A Pore Story
High levels of carbon dioxide in the atmosphere cause temperatures to rise globally. But during the Eocene, temperature differences between the poles and the tropics were smaller than they are today. This pattern suggests that factors in addition to carbon dioxide in the atmosphere might have been at work. Paleoclimatologists (scientists who study ancient climate) like the Smithsonian’s Scott Wing want to know how much carbon dioxide was in the atmosphere during the Eocene.
How do they find out?
Ginkgo trees that grew during the Eocene Epoch were almost identical to those that grow today. A team of paleoclimatologists, including Dr. Scott Wing from the National Museum of Natural History, has used Ginkgo fossils to estimate the amount of carbon dioxide in the atmosphere.

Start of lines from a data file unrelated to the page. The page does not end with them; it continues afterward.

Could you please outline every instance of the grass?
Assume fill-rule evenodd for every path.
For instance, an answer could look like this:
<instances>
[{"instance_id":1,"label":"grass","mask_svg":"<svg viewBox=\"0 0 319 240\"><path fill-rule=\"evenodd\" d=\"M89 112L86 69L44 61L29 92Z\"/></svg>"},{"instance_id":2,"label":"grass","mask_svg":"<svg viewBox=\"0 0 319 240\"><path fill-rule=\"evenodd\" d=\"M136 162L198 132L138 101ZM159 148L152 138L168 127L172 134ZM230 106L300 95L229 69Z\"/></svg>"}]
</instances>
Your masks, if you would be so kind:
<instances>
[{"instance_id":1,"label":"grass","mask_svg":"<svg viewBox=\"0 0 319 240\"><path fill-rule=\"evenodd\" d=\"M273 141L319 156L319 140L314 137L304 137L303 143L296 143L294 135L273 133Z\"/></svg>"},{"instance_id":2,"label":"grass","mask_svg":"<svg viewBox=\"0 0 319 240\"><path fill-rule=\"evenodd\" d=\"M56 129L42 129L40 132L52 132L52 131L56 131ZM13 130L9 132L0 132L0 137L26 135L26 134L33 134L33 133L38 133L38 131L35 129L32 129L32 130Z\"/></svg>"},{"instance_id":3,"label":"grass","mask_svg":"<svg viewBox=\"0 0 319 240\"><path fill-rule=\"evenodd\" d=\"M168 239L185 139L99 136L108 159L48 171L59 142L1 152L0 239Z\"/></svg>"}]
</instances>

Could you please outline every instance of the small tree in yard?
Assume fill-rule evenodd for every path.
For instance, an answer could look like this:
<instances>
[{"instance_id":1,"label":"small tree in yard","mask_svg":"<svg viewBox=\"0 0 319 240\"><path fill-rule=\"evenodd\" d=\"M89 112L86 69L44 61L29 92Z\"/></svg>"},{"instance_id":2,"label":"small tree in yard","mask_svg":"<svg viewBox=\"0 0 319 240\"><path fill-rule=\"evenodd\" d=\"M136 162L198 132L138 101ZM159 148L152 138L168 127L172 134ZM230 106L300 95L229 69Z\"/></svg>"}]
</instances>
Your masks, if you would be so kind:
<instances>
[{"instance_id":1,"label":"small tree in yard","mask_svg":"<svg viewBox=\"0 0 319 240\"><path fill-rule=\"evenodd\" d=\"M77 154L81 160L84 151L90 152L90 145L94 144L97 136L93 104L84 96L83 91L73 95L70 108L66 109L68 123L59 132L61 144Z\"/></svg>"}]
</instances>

Tiny pores, or stomata, on Ginkgo leaves act like little mouths to let in carbon dioxide used in photosynthesis. As the amount of carbon dioxide in the atmosphere increases, leaves can take in the same amount of carbon dioxide with fewer pores. Careful counting under a microscope shows that the density of pores on fossil Ginkgo leaves is about the same as the density of pores on leaves of living Ginkgo trees. This finding suggests that the amount of carbon dioxide in the Eocene atmosphere was not very different from present, and some factor other than atmospheric carbon dioxide was responsible for warm Eocene climates.
Some paleoclimatologists think that warmth at the poles was the result of higher atmospheric levels of water vapor or methane, which, like carbon dioxide, are greenhouse gases. Methane may have created clouds of ice crystals that held in heat over the poles like a planetary ski cap.